TeaBreak (http://teabreak.pk) is a Pakistani Blog Aggregator. It started off in April 2008 with an aim to organize the expanding Pakistani blogosphere. The engine supports automated tagging and categorization of posts into relevant topics like Politics, sports, business, technology, etc.
Initially the project was completely based on WordPress and used a feed aggregation plugin called WP-O-Matic.
But in a matter of months TeaBreak grew to over 500 local blogs and the aggregation overhead along with serving growing traffic was enough to exhaust the VPS resources. The site was running on a decent VPS and even after a lot of fiddling around with MySQL and apache tweaks and optimization, the WordPress + WP-O-Matic solution was unfortunately not optimal.
The new distributed architecture
At that point I decided to split the monolithic system into stand-alone distributed systems. This way each system can be scheduled to run at a different time and possibly spread across multiple hosts.
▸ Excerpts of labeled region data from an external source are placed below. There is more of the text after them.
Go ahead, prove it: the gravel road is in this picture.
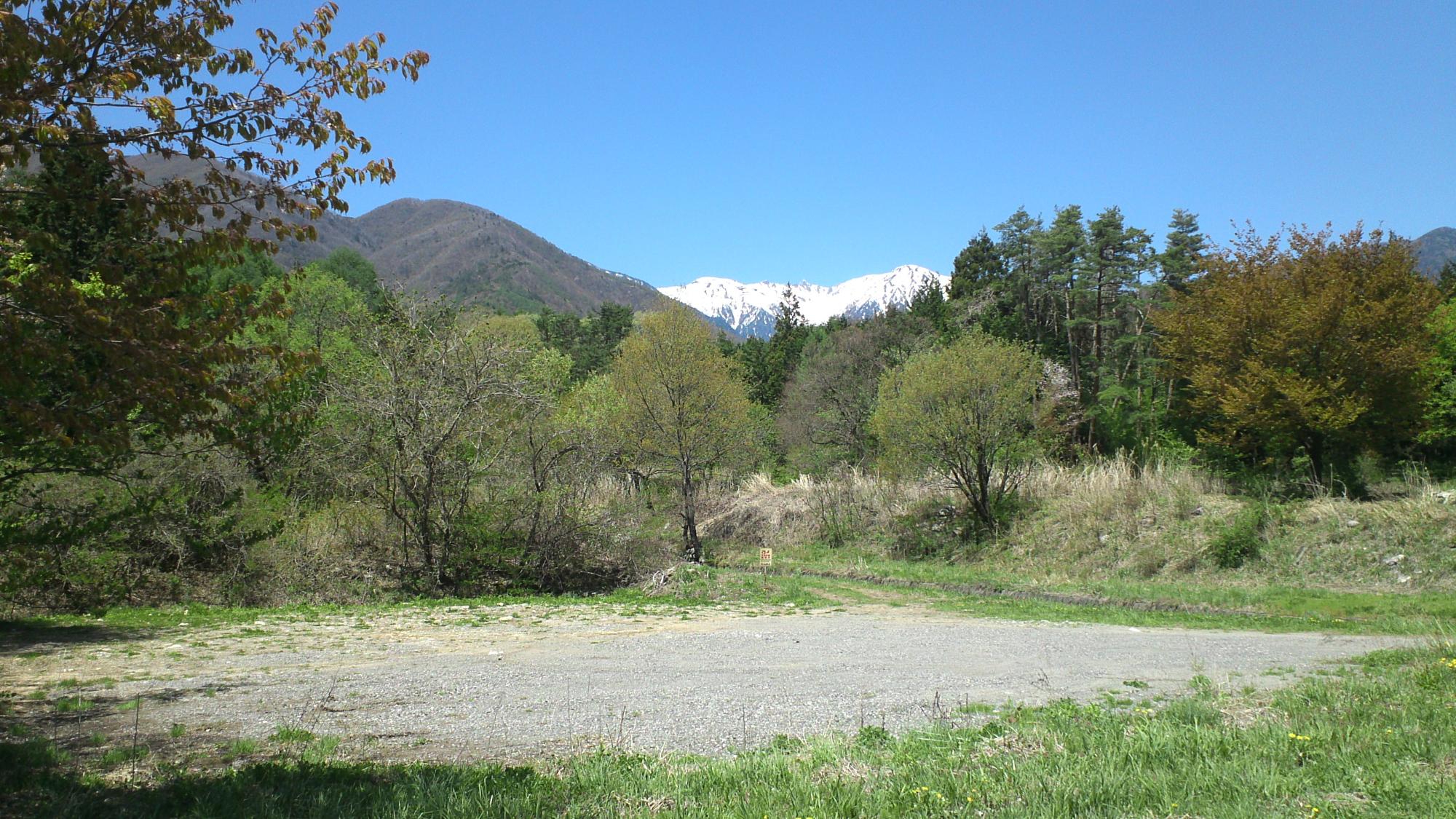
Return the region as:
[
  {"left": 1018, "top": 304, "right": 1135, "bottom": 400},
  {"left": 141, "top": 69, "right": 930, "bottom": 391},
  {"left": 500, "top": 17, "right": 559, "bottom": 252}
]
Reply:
[{"left": 0, "top": 605, "right": 1404, "bottom": 762}]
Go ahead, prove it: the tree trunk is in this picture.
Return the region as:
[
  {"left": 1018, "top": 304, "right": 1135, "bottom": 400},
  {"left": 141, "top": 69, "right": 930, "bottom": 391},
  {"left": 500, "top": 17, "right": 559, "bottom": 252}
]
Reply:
[{"left": 683, "top": 468, "right": 703, "bottom": 563}]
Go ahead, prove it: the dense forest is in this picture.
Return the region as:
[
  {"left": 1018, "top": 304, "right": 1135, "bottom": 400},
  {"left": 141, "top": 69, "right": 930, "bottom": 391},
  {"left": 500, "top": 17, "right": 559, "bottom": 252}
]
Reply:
[
  {"left": 0, "top": 145, "right": 1456, "bottom": 608},
  {"left": 8, "top": 3, "right": 1456, "bottom": 609}
]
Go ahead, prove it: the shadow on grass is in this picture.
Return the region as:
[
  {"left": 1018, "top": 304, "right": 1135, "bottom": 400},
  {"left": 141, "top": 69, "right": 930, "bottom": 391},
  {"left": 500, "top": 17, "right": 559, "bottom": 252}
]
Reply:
[
  {"left": 0, "top": 740, "right": 568, "bottom": 819},
  {"left": 0, "top": 618, "right": 156, "bottom": 657}
]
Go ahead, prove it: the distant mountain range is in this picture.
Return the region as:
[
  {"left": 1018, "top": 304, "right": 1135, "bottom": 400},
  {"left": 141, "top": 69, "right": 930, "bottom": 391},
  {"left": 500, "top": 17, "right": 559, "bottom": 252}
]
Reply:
[
  {"left": 661, "top": 264, "right": 951, "bottom": 338},
  {"left": 1415, "top": 227, "right": 1456, "bottom": 278},
  {"left": 116, "top": 154, "right": 1456, "bottom": 317},
  {"left": 127, "top": 154, "right": 662, "bottom": 314}
]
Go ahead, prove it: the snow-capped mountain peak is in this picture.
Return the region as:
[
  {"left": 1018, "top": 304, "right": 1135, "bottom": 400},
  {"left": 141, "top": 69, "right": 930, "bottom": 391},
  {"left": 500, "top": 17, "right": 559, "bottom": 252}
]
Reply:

So, the system was divided into:
1. WordPress Front-end
I didn’t want to re-invent the wheel so I still preferred to keep the front-end on WordPress because of it’s excellent support for managing posts and editorial-level features (like editing and tagging posts, etc.). Additionally, the plugin-base was quite attractive to retain WordPress as that would mean an almost instantaneous launch of a new feature (like polling).
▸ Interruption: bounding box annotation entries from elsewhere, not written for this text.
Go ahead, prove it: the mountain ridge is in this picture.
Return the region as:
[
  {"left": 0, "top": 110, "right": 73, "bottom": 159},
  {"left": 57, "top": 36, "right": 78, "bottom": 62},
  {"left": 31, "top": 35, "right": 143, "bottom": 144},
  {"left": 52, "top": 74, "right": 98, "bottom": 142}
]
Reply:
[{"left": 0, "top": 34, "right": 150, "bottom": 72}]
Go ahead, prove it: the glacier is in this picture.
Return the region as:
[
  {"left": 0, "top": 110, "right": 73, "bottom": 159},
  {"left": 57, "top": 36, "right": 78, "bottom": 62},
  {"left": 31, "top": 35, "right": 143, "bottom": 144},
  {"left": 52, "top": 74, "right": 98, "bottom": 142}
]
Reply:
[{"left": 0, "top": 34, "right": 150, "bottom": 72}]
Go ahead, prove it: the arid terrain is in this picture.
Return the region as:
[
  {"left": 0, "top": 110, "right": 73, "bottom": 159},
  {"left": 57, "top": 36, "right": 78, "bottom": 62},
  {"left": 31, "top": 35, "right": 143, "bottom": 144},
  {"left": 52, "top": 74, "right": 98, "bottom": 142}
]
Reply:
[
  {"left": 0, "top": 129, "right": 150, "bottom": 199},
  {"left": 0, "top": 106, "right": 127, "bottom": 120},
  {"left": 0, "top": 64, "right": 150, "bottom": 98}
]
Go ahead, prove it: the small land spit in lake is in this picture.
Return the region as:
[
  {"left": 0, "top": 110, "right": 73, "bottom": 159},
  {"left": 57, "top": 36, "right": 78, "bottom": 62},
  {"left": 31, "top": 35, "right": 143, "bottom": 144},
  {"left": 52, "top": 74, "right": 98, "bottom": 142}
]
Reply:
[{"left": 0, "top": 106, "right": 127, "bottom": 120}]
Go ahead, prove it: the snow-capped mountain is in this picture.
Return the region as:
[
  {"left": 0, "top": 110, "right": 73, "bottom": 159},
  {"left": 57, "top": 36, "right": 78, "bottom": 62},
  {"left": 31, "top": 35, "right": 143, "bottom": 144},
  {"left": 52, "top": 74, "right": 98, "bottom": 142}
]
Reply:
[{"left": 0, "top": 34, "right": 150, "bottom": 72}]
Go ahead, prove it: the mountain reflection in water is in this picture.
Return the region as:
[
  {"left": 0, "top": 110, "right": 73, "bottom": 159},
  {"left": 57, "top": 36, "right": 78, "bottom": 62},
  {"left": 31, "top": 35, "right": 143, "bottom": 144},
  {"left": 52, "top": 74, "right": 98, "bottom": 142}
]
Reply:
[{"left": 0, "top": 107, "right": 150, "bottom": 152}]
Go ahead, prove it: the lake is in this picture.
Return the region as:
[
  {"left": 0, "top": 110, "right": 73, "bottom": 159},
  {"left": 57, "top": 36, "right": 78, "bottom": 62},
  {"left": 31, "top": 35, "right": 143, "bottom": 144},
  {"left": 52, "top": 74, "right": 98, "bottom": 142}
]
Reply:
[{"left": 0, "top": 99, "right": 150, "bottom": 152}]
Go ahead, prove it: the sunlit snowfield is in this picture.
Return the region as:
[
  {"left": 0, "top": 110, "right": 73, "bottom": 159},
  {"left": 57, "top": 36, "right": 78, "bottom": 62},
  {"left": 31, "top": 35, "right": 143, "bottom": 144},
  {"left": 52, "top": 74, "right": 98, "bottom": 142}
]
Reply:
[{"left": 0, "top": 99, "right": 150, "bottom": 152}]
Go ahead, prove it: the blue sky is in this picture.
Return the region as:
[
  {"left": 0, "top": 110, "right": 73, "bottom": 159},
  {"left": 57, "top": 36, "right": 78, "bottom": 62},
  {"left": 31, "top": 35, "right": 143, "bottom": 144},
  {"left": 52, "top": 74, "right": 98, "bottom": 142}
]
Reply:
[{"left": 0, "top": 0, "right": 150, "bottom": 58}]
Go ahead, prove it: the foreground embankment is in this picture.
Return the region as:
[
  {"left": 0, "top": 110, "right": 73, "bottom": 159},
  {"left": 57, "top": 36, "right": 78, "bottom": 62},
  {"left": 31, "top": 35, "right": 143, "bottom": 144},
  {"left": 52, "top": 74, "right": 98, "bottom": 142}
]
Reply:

This system is live at http://teabreak.pk.
2. CDN for static content
I achieved this by a modified version of CDN Rewrite plugin. The CDN is live at: http://cdn.teabrk.com.
3. Management System
This is a non-wordpress based system to deal with sign-ups, registrations, admin & editorial reviewing of new blogs. The basic aim was to have a system that can be modified as our demands and requirements shape up when working with external partners.
Because this is a totally separate and stand-alone sub-system we can modify it without constraining ourselves in the WordPress world. This system dispenses knowledge about which blogs are registered, active, approved, etc.
This area is live at: http://site.teabreak.pk.
4. Aggregation Engine
This is actually the part of the system that does most of the heavy lifting. The engine is written in Java and runs on Google AppEngine infrastructure. Among various functions, the engine primarily parses XML / RSS feeds, processes posts, tags and classifies them into relevant topics and puts these posts in the publishing queue.
5. Publishing Engine
This sub-system (part of the Aggregation Engine) picks posts up from the queue waiting to be published and posts them to TeaBreak’s WordPress front-end via XML-RPC API.
Conclusion & Aftermath
After a soft-launch in December 2010, this system went live in January 2011 when we deployed Version 3.0. The VPS is mostly sitting idle as it is now only serving WordPress requests. The CPU averages at a meager 20% load as compared to 78% before.
Offloading aggregation and processing bits of our system to Google AppEngine proved to be a good investment. The website has been running quite smoothly since the transition to the distributed system with almost no down-time / unresponsive moments.